Melissa Kite
It’s not cruel to shout at dogs
The decline in canine discipline has tragic consequences
‘Missing Dog, Please Do Not Call, Chase or Try To Grab Her!! She Will Run!!’
This notice, featuring the face of a cavalier spaniel, is once again pinned around the village where I live and all the neighbouring villages, country lanes and roadsides. I say again, because about six months ago an identical message was pinned up everywhere, but featuring another missing dog incident.
Is there a template for these missing dog notices, because they all seem to say the same daft thing, in Surrey anyway? ‘Do not call, chase or try to grab.’ Yes, that’s kind of why you lost your dog in the first place. I think you’ll find it was the lack of calling, chasing or trying to grab that led to your poor pooch becoming destitute.
What is wrong with dog owners nowadays? They have this new fangled idea that even calling a dog is wrong, because you are raising your voice. Not only must you never use any form of force, including pulling on its lead to steer it out of the way of a car, for instance. You must never shout at it either.
If the dog, therefore, decides to run away while out on a walk in the park, they simply let it run and run in the wrong direction, because to shout at it would be cruel in their view. Let the dog make its own decisions is what this new breed of dog owners seem to think. Let it go its own way, and express itself by running into the blue yonder, because to call the dog back would be aggressive.
Needless to say, a lot of dogs have gone missing since this new generation of owners came on stream after lockdown and home working made dog ownership way too accessible for townie woolly liberals with their ridiculously wet, passive ideas.
I saw a huge ridgeback the other day galloping away from its owner across the green in front of my house, heading at breakneck speed for the road, and all she did was watch him while bleating, ‘Oh dear!’

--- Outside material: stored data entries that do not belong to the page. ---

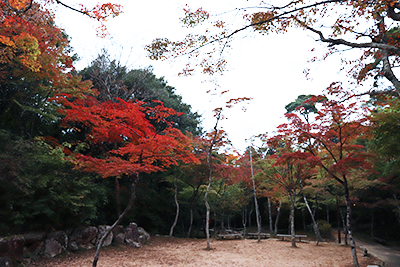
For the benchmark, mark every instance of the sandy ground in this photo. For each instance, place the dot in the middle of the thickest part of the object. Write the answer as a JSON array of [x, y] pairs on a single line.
[[164, 251]]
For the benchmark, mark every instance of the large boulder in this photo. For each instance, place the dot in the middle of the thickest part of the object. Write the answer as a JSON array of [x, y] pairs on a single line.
[[132, 235], [12, 247], [34, 243], [6, 262], [102, 229], [119, 234], [143, 236], [82, 238], [55, 244]]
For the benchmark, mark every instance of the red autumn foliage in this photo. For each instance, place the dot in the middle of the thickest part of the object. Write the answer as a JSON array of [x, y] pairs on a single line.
[[121, 140]]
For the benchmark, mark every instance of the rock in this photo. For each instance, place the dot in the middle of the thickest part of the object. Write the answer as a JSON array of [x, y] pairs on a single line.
[[5, 262], [143, 236], [102, 229], [82, 238], [132, 235], [12, 247], [34, 243], [119, 234], [55, 244]]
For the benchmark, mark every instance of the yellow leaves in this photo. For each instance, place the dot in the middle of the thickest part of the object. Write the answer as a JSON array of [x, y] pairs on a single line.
[[23, 48], [29, 48], [194, 18]]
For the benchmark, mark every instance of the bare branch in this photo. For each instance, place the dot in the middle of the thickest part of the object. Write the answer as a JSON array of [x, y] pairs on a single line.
[[74, 9], [228, 36], [333, 42], [19, 11]]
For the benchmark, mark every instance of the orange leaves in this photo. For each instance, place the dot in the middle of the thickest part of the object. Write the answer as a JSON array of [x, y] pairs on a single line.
[[121, 140], [158, 48], [333, 135], [102, 12], [19, 5]]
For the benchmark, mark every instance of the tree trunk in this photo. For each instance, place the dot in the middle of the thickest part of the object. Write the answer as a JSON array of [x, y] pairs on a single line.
[[255, 201], [270, 215], [191, 222], [207, 214], [397, 210], [292, 231], [109, 230], [372, 222], [344, 227], [315, 225], [338, 220], [117, 198], [348, 221], [251, 211], [327, 212], [177, 209], [277, 217], [244, 221]]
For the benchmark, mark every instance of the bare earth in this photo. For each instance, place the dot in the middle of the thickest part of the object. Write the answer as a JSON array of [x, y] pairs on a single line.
[[164, 251]]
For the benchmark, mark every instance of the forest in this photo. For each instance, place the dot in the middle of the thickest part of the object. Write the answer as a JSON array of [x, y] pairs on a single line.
[[110, 143]]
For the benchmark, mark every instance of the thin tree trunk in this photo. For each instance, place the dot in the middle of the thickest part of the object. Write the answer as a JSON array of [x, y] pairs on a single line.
[[207, 213], [244, 221], [338, 220], [270, 215], [117, 198], [315, 225], [397, 203], [255, 201], [327, 212], [372, 222], [292, 231], [348, 220], [251, 211], [304, 219], [277, 217], [344, 227], [191, 222], [209, 158], [109, 230], [177, 209]]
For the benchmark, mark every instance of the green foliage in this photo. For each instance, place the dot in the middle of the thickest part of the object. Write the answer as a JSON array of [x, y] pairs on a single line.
[[114, 80], [324, 228], [41, 191]]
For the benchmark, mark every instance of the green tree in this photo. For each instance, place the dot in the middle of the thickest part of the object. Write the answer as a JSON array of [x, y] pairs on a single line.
[[40, 190], [113, 80]]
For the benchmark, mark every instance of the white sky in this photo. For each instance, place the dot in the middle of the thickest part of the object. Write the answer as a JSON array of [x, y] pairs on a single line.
[[267, 68]]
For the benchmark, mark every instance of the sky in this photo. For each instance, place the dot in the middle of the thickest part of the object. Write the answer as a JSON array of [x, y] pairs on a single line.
[[267, 68]]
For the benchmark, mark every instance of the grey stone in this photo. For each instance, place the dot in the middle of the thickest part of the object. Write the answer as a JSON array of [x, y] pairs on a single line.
[[55, 244], [132, 235], [102, 229], [12, 247], [5, 262]]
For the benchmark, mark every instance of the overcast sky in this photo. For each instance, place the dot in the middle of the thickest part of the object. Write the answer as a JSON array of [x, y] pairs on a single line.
[[267, 68]]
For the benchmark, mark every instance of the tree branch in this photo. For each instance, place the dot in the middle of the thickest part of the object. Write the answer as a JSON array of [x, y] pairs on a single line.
[[333, 42], [74, 9], [19, 11], [228, 36]]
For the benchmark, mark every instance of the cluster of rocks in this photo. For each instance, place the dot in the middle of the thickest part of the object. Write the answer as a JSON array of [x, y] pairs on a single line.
[[14, 249]]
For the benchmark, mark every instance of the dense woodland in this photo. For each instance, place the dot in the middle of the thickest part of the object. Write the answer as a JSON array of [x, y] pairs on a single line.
[[73, 144]]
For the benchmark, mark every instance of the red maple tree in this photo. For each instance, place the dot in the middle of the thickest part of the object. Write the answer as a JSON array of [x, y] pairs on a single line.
[[120, 140], [332, 137]]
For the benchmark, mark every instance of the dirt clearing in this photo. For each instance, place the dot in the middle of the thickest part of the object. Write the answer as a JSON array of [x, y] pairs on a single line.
[[164, 251]]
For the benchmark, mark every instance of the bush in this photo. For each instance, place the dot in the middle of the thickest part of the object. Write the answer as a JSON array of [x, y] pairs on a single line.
[[324, 228]]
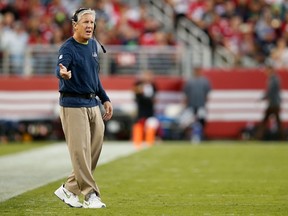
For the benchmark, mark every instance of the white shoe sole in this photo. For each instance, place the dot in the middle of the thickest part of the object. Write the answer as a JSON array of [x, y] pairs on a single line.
[[58, 193]]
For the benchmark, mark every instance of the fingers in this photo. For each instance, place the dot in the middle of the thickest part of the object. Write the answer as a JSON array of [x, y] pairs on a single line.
[[108, 111], [64, 73]]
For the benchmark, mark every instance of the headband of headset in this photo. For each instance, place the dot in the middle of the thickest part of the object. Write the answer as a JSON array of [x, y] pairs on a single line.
[[75, 16], [75, 19]]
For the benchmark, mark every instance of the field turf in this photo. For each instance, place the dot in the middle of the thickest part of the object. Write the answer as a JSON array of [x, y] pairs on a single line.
[[178, 178]]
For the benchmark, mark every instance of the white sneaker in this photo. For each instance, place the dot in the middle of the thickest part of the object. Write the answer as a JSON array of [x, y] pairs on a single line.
[[93, 202], [68, 197]]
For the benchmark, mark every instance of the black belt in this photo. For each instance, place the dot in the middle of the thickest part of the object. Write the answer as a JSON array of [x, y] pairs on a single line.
[[86, 96]]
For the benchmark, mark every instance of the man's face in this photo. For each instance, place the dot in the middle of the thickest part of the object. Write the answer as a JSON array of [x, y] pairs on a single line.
[[84, 28]]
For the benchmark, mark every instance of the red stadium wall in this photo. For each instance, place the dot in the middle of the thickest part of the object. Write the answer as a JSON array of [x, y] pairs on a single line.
[[229, 87]]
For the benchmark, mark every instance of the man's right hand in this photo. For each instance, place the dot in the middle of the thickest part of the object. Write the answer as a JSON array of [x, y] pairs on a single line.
[[64, 73]]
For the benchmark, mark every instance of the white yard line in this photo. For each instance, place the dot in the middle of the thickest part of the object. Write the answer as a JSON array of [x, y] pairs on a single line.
[[25, 171]]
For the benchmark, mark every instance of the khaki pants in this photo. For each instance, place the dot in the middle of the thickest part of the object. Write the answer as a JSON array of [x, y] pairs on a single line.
[[84, 131]]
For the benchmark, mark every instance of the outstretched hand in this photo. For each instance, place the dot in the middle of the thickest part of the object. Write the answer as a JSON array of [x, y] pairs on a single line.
[[108, 111], [64, 73]]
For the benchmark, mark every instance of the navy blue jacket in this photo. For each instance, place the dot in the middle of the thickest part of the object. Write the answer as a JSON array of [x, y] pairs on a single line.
[[83, 61]]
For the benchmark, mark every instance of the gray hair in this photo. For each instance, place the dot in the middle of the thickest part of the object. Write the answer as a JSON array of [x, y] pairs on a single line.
[[81, 13]]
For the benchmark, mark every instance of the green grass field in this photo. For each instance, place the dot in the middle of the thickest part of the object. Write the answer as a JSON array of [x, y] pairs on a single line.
[[214, 178]]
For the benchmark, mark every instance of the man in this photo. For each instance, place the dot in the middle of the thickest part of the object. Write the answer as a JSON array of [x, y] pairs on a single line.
[[196, 92], [273, 98], [82, 121]]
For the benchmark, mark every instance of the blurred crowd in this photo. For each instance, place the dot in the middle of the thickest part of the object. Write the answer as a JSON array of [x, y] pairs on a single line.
[[257, 29], [24, 22], [247, 28]]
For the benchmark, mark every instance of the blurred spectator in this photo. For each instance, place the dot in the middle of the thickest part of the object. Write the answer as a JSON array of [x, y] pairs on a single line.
[[118, 23], [279, 54], [14, 42], [145, 91], [273, 108], [196, 92], [146, 125], [265, 32]]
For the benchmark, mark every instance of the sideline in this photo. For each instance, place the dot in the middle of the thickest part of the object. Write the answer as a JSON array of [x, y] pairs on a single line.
[[28, 170]]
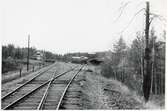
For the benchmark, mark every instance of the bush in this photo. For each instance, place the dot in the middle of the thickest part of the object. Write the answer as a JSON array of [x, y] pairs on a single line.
[[9, 65], [107, 70]]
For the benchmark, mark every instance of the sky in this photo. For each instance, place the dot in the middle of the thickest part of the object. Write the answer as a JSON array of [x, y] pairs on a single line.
[[64, 26]]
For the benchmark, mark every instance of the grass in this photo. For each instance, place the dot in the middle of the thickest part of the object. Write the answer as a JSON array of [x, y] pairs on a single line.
[[98, 98]]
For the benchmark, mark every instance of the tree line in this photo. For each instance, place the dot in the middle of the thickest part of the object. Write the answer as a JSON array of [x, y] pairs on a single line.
[[127, 64]]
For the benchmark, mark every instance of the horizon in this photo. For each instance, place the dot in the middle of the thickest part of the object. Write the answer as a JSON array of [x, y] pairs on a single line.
[[75, 26]]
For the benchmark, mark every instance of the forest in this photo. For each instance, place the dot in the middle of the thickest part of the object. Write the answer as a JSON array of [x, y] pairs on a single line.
[[127, 63]]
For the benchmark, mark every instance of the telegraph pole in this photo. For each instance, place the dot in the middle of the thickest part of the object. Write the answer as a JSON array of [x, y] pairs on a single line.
[[28, 52], [147, 75]]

I also saw a labradoodle – or maybe it was an oversized cockapoo, it’s hard to tell, they’re all so badly bred and mass-produced for the idiot market now – standing in the middle of the green barking at a stranger as its owner looked on laughing.
It was off the lead and had marched up to this innocent bystander and was machine-gunning him with aggression. Yap, yap, yap, it went for so long that I had walked my dogs round the green and back and it was still doing it as we returned through our front door.
The owner simply allowed the dog to harangue the stranger and appeared to be explaining to this stranger that he must try to make friends with the dog in order to help the dog like people more. As I went inside, the passerby was kneeling at the dog’s feet begging him to be nice.
What a pair of dingbats. The people, not the dog.
Anyway, this notice for the lost cavalier spaniel, or cavapoo, or cavadoodle, or whatever, is all over Surrey and to no avail, so far as one can tell. The dog is long gone, one suspects, because the owner abided by their animal-rightsy idea of not calling it, not chasing it and not grabbing it. If I ever happen to meet her, or him, taking these notices down, I shall ask: ‘How’s that working out for ya?’
‘Oh, and while we are on the subject, if I had seen this poor dog of yours, what was it you wanted me to do, once we rule out calling it, chasing it and grabbing it?’ No doubt they have the notion someone might kneel before it and try to reason with it, perhaps attempt to engage it in conversation about the Ukraine conflict, or ask for its views on Brexit, maybe offer it a vegan sausage roll, just to earn its trust while they ring the number on the poster so the owner can come and do something humane with a huge net on a long pole, or possibly hire a zoologist to shoot it with a tranquiliser dart. Who knows?
My main concern is that my little spaniel Cydney is home after surgery to rectify an exploding cyst. As we sat in the waiting room of the hospital, she bounded out of a door on the end of a slip lead attached to a smiling vet who told me they had all fallen in love with her during her four-night stay. I know what she means. Cyd is very special. I love her so much I didn’t even feel it as I split the £4,200 bill between four credit cards.